I've continued to be dissatisfied with the IR-rangefinder-based fuel level measuring system in the household fuel oil tank. Unlike the ultrasonic-rangefinder-based fuel level measurer, it continues to function, but the values it produces vary wildly, rendering it useless. So I've decided to fall back on an earlier plan and use a pair of concentric copper pipes as immersed dielectric-varying capacitor inside the tank. As the fuel level rises, more of the dielectric between the copper tubes will be fuel oil, changing the sensor's capacitance. I've actually already built the sensor, but I've had difficulty getting it to work in various test environments. Today I put together a simple Arduino-based system to measure capacitance, but it turned out to be useless at the very low (picofarad) capacitance range that I needed to measure. After some searching, though, I found that SparkFun sells a $13 Atmel-processor-based kit that somehow accurately measures low-value capacitance. So I ordered myself a copy and will use it to help me get such functionality working on the Solar Controller's "Serial Slave" (which is tasked with measuring fuel level).
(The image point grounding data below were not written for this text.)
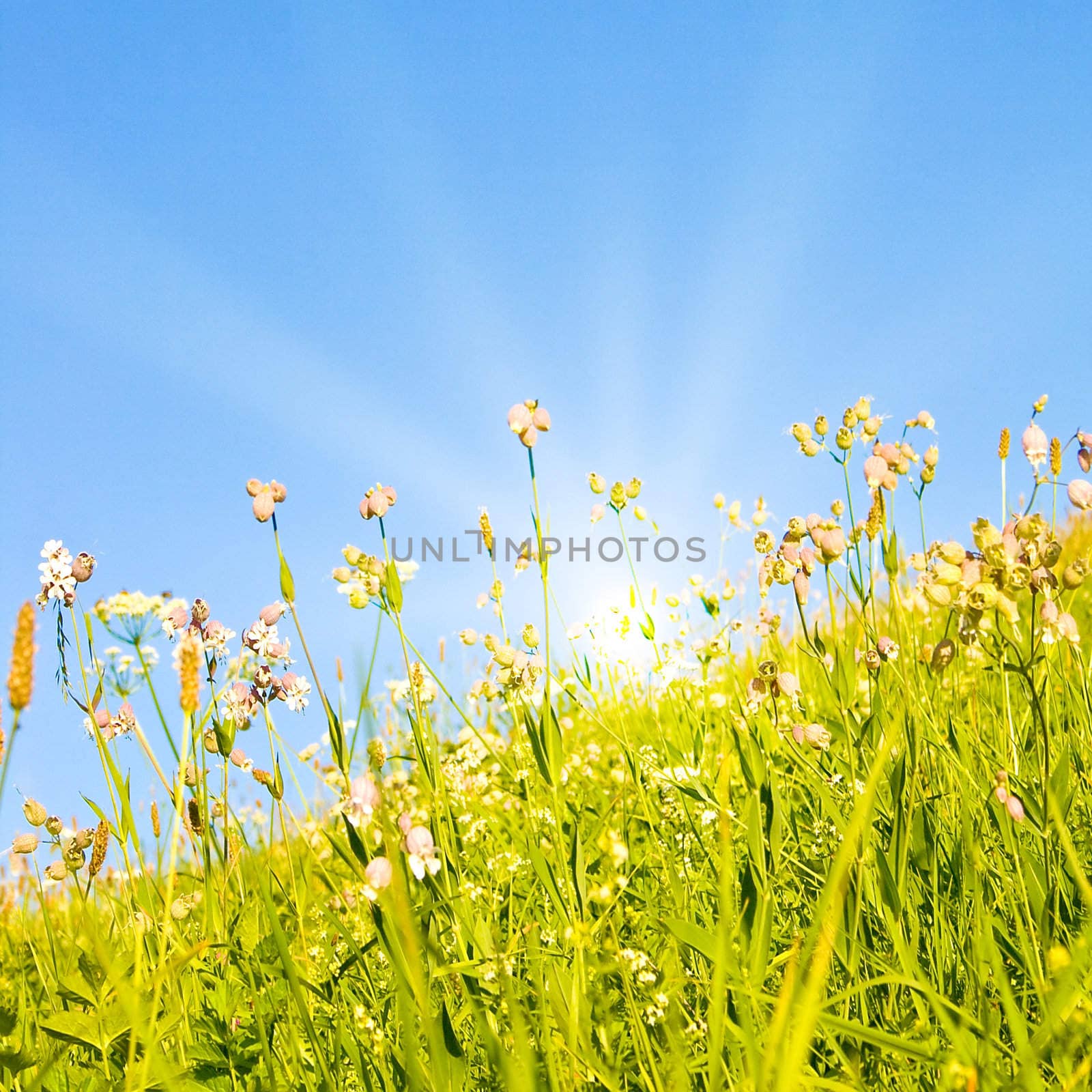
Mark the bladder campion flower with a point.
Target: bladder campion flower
(267, 495)
(378, 875)
(1035, 446)
(377, 500)
(527, 420)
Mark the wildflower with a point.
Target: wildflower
(363, 801)
(294, 691)
(377, 500)
(272, 614)
(21, 672)
(420, 852)
(57, 579)
(378, 875)
(943, 655)
(527, 420)
(377, 753)
(82, 568)
(216, 637)
(814, 735)
(1033, 442)
(1080, 494)
(265, 495)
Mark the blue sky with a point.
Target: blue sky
(333, 244)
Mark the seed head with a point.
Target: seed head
(188, 661)
(194, 815)
(21, 673)
(875, 521)
(98, 846)
(83, 567)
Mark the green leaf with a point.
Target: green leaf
(393, 587)
(287, 584)
(693, 936)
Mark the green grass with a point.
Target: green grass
(644, 877)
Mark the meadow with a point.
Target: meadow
(844, 846)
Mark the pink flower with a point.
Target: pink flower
(363, 801)
(378, 500)
(876, 471)
(1035, 445)
(272, 614)
(1080, 494)
(378, 875)
(527, 420)
(265, 496)
(422, 852)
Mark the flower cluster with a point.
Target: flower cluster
(267, 495)
(61, 573)
(377, 500)
(792, 562)
(112, 726)
(1006, 564)
(195, 622)
(527, 420)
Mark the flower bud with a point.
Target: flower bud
(263, 506)
(1080, 494)
(25, 844)
(1035, 445)
(82, 567)
(943, 655)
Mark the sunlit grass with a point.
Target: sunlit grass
(824, 826)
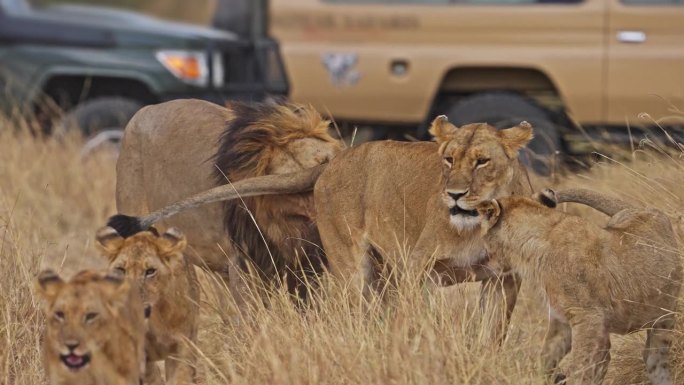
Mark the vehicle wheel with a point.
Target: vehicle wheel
(503, 110)
(101, 120)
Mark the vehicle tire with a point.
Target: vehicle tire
(503, 110)
(101, 121)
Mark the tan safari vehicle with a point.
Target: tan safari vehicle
(555, 63)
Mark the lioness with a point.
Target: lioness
(95, 329)
(168, 284)
(380, 198)
(377, 198)
(597, 281)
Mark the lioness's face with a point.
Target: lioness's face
(153, 261)
(79, 313)
(479, 164)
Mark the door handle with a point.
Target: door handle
(631, 36)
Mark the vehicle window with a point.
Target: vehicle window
(504, 2)
(653, 2)
(14, 6)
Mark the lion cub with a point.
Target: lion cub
(597, 281)
(169, 286)
(95, 330)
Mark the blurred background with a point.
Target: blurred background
(585, 73)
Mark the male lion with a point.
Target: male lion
(176, 149)
(597, 281)
(377, 198)
(168, 284)
(95, 329)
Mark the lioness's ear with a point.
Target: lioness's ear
(48, 284)
(109, 242)
(547, 197)
(172, 242)
(515, 138)
(489, 211)
(442, 130)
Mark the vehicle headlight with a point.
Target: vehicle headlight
(188, 66)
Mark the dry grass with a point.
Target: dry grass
(51, 202)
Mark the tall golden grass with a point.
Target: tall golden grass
(52, 201)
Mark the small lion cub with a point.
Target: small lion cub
(169, 288)
(618, 279)
(95, 330)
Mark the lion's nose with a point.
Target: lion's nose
(457, 195)
(72, 344)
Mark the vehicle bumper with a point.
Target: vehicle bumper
(222, 98)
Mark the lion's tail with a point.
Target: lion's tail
(601, 202)
(292, 183)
This evening I went on what has become a ritual Friday excursion into town. I needed beer, hydronic antifreeze, and an LED light bulb that radiated its light in a toroid pattern from the center of its axis. Most LED bulbs illuminate either a small spot or a hemisphere from their ends, but it turns out that Home Depot sells a bulb with precisely the toroid radiation pattern that I needed. I intended to use this bulb in the first floor bathroom, whose light fixture (a hanging glass globe we'd bought in Turkey) tends to absorb any light radiated downward, where the glass is covered by a metal support sling. With this new bulb's toroid radiation pattern, the light would shine out exactly in the location of the uncovered glass.
For most of that Turkish lamp's history in our house, its bulb had been a small compact fluorescent. But the problem with CF bulbs is that they take an appreciable amount of time to reach full brightness, not something you want illuminating a room where someone generally only spends a minute or two (depending on the number of the biological function).